Characterization of soy protein isolate/Flammulina velutipes polysaccharide hydrogel and its immunostimulatory effects on RAW264.7 cells.

作者信息

Zhang Junmiao, Ma Ning, Ma Gaoxing, Zhong Lei, Pei Fei, Hu Qiuhui, Xu Juan

机构信息

College of Food Science and Engineering, Nanjing University of Finance and Economics, Collaborative Innovation Center for Modern Grain Circulation and Safety, Nanjing, 210023, China.
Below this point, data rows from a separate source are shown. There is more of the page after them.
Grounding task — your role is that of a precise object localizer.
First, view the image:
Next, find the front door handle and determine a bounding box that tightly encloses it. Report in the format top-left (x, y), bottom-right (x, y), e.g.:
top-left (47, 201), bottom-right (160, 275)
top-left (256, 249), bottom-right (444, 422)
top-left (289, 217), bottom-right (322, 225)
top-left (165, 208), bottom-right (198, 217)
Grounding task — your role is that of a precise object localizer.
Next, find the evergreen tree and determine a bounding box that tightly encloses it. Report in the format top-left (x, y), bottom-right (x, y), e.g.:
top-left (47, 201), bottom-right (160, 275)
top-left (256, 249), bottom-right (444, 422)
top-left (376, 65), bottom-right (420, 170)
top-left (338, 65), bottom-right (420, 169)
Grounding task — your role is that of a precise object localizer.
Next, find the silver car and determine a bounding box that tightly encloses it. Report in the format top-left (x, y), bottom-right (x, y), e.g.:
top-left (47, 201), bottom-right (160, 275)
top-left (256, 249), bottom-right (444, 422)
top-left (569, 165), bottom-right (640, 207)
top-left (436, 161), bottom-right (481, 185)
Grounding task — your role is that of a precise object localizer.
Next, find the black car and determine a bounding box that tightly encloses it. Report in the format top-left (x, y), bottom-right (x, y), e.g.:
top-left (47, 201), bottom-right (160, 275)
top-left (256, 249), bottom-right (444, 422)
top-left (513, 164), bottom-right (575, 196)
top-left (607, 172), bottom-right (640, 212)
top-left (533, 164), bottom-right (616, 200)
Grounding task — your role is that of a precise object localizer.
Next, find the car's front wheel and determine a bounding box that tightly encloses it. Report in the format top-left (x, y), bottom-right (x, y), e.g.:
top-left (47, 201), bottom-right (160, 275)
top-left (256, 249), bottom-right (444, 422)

College of Food Science and Technology, Nanjing Agricultural University, Nanjing, 210095, China.

出版信息

Food Chem Toxicol. 2021 May;151:112126. doi: 10.1016/j.fct.2021.112126. Epub 2021 Mar 13.

DOI:10.1016/j.fct.2021.112126
PMID:33722601
Abstract

Soy protein isolate (SPI) is a nutritional commercial product, while the poor solubility and gelling restricts its applications for functional foods. To surmount the challenge presented by this poor solubility, the gelling polysaccharide shows potential in ameliorating SPI. In this study, SPI/Flammulina velutipes polysaccharide (FVP) hydrogels were prepared under four mixing ratios (32:1, 20:1,15:1 and 10:1, w/w) at both pH6.5 and pH3.5, respectively. The stability of hydrogels and its immunostimulatory impact on RAW264.7 cells were assessed. Initial results revealed that water holding capacity increased when increasing the mixing ratios, likely to be the results of enhanced electrostatic interaction between SPI and FVP. The addition of FVP contributed to the improved swelling ratio and lowered the degradation ratio. Such structure feature was shown to be favorable for hydrogels to culture cells. More importantly, SPI/FVP hydrogels demonstrated no cytotoxic effect on cell metabolic activity. The culture of SPI/FVP hydrogels enhanced the immunostimulatory capacity in RAW264.7 cells by increasing phagocytosis and inducing the production of pro-inflammatory cytokines. The performances of the hydrogels made at pH3.5 were superior to those prepared at pH6.5. Our results suggested SPI/FVP hydrogels may provide application potential for the development of functional foods.

摘要

大豆分离蛋白(SPI)是一种营养商业产品,但其溶解性差和凝胶性限制了它在功能性食品中的应用。为了克服这种溶解性差带来的挑战,凝胶多糖在改善SPI方面显示出潜力。在本研究中,分别在pH6.5和pH3.5条件下,以四种混合比例(32:1、20:1、15:1和10:1,w/w)制备了SPI/金针菇多糖(FVP)水凝胶。评估了水凝胶的稳定性及其对RAW264.7细胞的免疫刺激作用。初步结果表明,随着混合比例的增加,持水能力增强,这可能是SPI与FVP之间静电相互作用增强的结果。FVP的添加有助于提高溶胀率并降低降解率。这种结构特征表明有利于水凝胶培养细胞。更重要的是,SPI/FVP水凝胶对细胞代谢活性没有细胞毒性作用。SPI/FVP水凝胶的培养通过增加吞噬作用和诱导促炎细胞因子的产生,增强了RAW264.7细胞的免疫刺激能力。在pH3.5条件下制备的水凝胶性能优于在pH6.5条件下制备的水凝胶。我们的结果表明,SPI/FVP水凝胶可能为功能性食品的开发提供应用潜力。